В ответ старик молча кивнул, и Вернер вернулся в хижину. Ему было трудно дотронуться до Эриха, но он переборол себя и рылся в его карманах, пока не нашел документы и записную книжку. Потом снял с запястья часы и сунул к себе в карман. Вернер попробовал уложить покойника поудобнее, но тут его пронзило такое щемящее чувство близости, что ему захотелось просто сесть рядом и погладить друга по волосам. Он чуть - чуть подвинул тело и подсунул немного соломы под ногу со смертельной раной. Лицо у Эриха вновь посветлело, а белокурые волосы все еще были слипшимися от пота. Вернер закрыл покойному веки, достал бритву, срезал с кителя эмблему рейха-орла со свастикой — и швырнул ее в огонь. Скрестив руки Эриха на груди, он вложил в них веточку тимьяна, найденную на полу хижины. Потом натянул одеяло до сложенных на груди рук. Сделав все это, он еще долго стоял и глядел на лицо Эриха, успевшее зарасти по щекам и подбородку мягким светлым пушком. Наконец закинул карабин за спину и вышел. В дверном проеме еще раз остановился и бросил на друга последний взгляд.
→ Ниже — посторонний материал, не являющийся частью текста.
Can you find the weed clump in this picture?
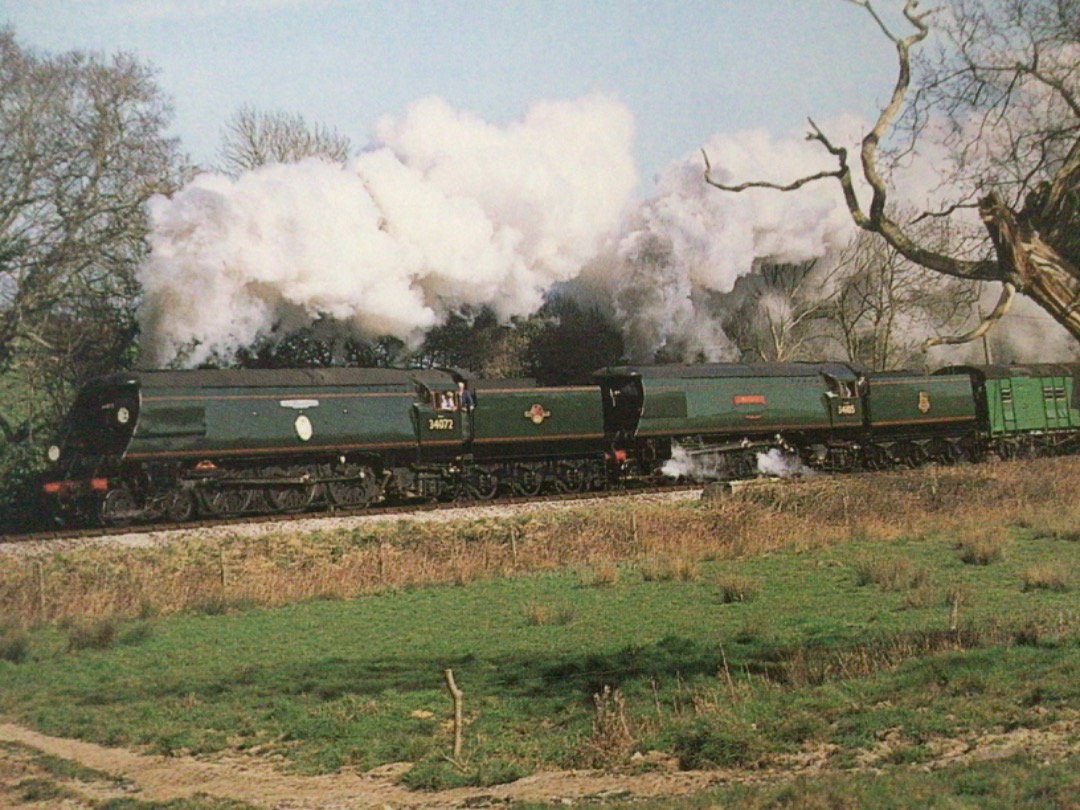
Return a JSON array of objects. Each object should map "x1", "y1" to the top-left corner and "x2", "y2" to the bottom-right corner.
[
  {"x1": 67, "y1": 619, "x2": 118, "y2": 652},
  {"x1": 580, "y1": 686, "x2": 636, "y2": 768},
  {"x1": 523, "y1": 602, "x2": 575, "y2": 627},
  {"x1": 853, "y1": 554, "x2": 930, "y2": 591},
  {"x1": 0, "y1": 630, "x2": 30, "y2": 664},
  {"x1": 716, "y1": 575, "x2": 760, "y2": 605},
  {"x1": 957, "y1": 526, "x2": 1009, "y2": 565},
  {"x1": 1024, "y1": 563, "x2": 1069, "y2": 592}
]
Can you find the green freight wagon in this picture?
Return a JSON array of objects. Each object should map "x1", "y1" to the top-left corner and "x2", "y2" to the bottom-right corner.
[
  {"x1": 865, "y1": 372, "x2": 977, "y2": 469},
  {"x1": 935, "y1": 363, "x2": 1080, "y2": 458},
  {"x1": 595, "y1": 363, "x2": 864, "y2": 476}
]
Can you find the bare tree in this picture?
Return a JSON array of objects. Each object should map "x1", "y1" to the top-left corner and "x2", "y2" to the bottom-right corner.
[
  {"x1": 826, "y1": 231, "x2": 978, "y2": 370},
  {"x1": 0, "y1": 29, "x2": 181, "y2": 425},
  {"x1": 705, "y1": 0, "x2": 1080, "y2": 342},
  {"x1": 221, "y1": 106, "x2": 352, "y2": 176}
]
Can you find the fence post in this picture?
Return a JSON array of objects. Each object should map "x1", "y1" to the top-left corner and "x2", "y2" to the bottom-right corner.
[{"x1": 443, "y1": 670, "x2": 464, "y2": 765}]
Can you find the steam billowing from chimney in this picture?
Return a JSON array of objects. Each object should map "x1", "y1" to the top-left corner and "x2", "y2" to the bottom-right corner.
[
  {"x1": 139, "y1": 96, "x2": 637, "y2": 364},
  {"x1": 597, "y1": 122, "x2": 853, "y2": 362}
]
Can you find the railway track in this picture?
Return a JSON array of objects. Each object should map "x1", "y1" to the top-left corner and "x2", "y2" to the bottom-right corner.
[{"x1": 0, "y1": 483, "x2": 703, "y2": 545}]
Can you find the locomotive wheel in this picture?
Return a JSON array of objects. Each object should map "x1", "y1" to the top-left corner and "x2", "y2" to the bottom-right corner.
[
  {"x1": 326, "y1": 467, "x2": 382, "y2": 509},
  {"x1": 203, "y1": 487, "x2": 254, "y2": 517},
  {"x1": 511, "y1": 465, "x2": 543, "y2": 498},
  {"x1": 469, "y1": 470, "x2": 499, "y2": 501},
  {"x1": 161, "y1": 489, "x2": 195, "y2": 523},
  {"x1": 555, "y1": 463, "x2": 589, "y2": 492},
  {"x1": 928, "y1": 438, "x2": 960, "y2": 464},
  {"x1": 863, "y1": 444, "x2": 890, "y2": 471},
  {"x1": 102, "y1": 487, "x2": 143, "y2": 526},
  {"x1": 266, "y1": 467, "x2": 315, "y2": 512}
]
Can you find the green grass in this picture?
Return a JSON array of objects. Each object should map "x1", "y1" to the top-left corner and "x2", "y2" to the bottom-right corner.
[{"x1": 0, "y1": 520, "x2": 1080, "y2": 807}]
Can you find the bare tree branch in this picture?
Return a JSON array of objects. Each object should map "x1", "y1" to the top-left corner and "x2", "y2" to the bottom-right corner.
[{"x1": 923, "y1": 282, "x2": 1016, "y2": 349}]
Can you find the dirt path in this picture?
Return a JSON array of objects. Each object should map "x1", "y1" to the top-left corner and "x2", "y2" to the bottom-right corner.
[
  {"x1": 0, "y1": 711, "x2": 1080, "y2": 810},
  {"x1": 0, "y1": 724, "x2": 724, "y2": 810}
]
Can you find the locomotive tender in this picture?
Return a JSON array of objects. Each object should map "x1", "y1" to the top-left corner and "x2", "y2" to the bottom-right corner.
[{"x1": 42, "y1": 363, "x2": 1080, "y2": 524}]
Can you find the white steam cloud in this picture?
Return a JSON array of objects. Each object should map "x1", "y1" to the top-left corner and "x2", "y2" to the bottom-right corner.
[
  {"x1": 596, "y1": 120, "x2": 856, "y2": 362},
  {"x1": 139, "y1": 96, "x2": 637, "y2": 364}
]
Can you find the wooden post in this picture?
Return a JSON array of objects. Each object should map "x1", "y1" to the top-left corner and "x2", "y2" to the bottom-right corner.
[
  {"x1": 33, "y1": 559, "x2": 45, "y2": 621},
  {"x1": 217, "y1": 543, "x2": 229, "y2": 596},
  {"x1": 443, "y1": 670, "x2": 464, "y2": 765}
]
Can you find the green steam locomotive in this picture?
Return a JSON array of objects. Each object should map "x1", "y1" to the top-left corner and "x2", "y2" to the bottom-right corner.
[{"x1": 41, "y1": 363, "x2": 1080, "y2": 524}]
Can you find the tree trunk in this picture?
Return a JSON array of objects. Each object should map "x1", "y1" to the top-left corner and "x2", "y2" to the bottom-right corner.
[{"x1": 978, "y1": 192, "x2": 1080, "y2": 340}]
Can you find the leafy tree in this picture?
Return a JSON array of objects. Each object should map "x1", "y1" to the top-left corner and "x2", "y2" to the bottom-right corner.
[
  {"x1": 824, "y1": 226, "x2": 978, "y2": 370},
  {"x1": 527, "y1": 296, "x2": 624, "y2": 386},
  {"x1": 724, "y1": 260, "x2": 827, "y2": 363},
  {"x1": 0, "y1": 28, "x2": 181, "y2": 421},
  {"x1": 705, "y1": 0, "x2": 1080, "y2": 352},
  {"x1": 221, "y1": 106, "x2": 352, "y2": 176}
]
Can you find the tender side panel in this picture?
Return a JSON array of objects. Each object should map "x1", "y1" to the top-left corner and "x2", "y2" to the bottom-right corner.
[
  {"x1": 866, "y1": 375, "x2": 975, "y2": 435},
  {"x1": 638, "y1": 374, "x2": 838, "y2": 436},
  {"x1": 127, "y1": 386, "x2": 416, "y2": 460},
  {"x1": 471, "y1": 386, "x2": 604, "y2": 460}
]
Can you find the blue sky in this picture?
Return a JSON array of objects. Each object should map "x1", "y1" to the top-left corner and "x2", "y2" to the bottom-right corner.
[{"x1": 0, "y1": 0, "x2": 899, "y2": 186}]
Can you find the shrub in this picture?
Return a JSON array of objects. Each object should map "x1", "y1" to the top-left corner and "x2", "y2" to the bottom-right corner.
[{"x1": 672, "y1": 717, "x2": 764, "y2": 770}]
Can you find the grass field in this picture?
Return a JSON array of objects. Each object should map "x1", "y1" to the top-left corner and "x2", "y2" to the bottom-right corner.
[{"x1": 0, "y1": 459, "x2": 1080, "y2": 808}]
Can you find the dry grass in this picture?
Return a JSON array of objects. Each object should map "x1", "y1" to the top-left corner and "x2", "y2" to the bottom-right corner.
[{"x1": 6, "y1": 458, "x2": 1080, "y2": 629}]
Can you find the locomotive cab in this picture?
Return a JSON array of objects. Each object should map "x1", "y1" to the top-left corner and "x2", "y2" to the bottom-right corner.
[
  {"x1": 598, "y1": 374, "x2": 645, "y2": 443},
  {"x1": 42, "y1": 377, "x2": 140, "y2": 517}
]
Солнце по-прежнему палило вовсю, но уже повеял свежий ветерок. Вернер попрощался со всеми за руку и всех поблагодарил. Сжимая руку девушки в своей, он подумал: до чего же молода, до чего хороша! Но желание в нем уже не шевельнулось.
Он двинулся прямо сквозь заросли, без тропы. За подъемами и спусками хижина вскоре пропала из виду. На карте Вернера вся эта местность была обозначена одним словом: «Пустошь». У его ног расстилались ковры из желтых и лиловых цветов. Нежный ветерок овевал склоны, принося и золотисто-красных, ослепительно ярких бабочек, и аромат тимьяна и лаванды, который оседал на голубых цветах розмарина и больших желтых соцветиях мастиковых кустов. Солнце сияло в небе огромным золотым шаром, заливая ослепительным светом колеблемую ветром тимьяновую пустошь с одним-единственным пятном прозрачной тени, отбрасываемой одинокой пинией. Вновь открылись перед Вернером провалы ущелий с голыми отвесными скалами и белыми как мел высохшими руслами горных речек, на берегах которых застыл в молчании серебристо-зеленый кустарник. Вернер спускался в ущелья и с большим трудом прокладывал себе путь в густых зарослях. Пот ручьями стекал по его лицу. То и дело приходилось ему прибегать к помощи штыка, чтобы прорубиться сквозь густую и цепкую чащобу, кишевшую зелеными, серебристыми и красновато-бурыми змеями и ящерицами. Но наверху, на взгорьях тусколанских просторов, его вновь обдувало прохладным ветерком, он опускался на землю, усыпанную цветами, и ел, если был голоден, а потом смотрел на компас или на карту и обводил долгим взглядом ландшафт, открывавшийся на юге, где иногда — и теперь уже намного ближе, чем раньше, — можно было увидеть бенедиктинский монастырь. Далеко на востоке высились неприступные Апеннинские горы, неповторимые в своей дикой красе, а перед ними и намного ближе одиноко торчал голый гребень вулкана Соракте, окруженный свитой из холмов и возвышенностей. Гребень как бы плавился на солнце и развевался по ветру, благородный, угрюмый и мертвый - мертвый даже по сравнению с этой дикой и вымершей местностью, которая, как и любая глухомань, кажется забытой и покинутой на краю света, на краю жизни, там, где наша мертвая звезда висит под огромным пустым куполом небытия.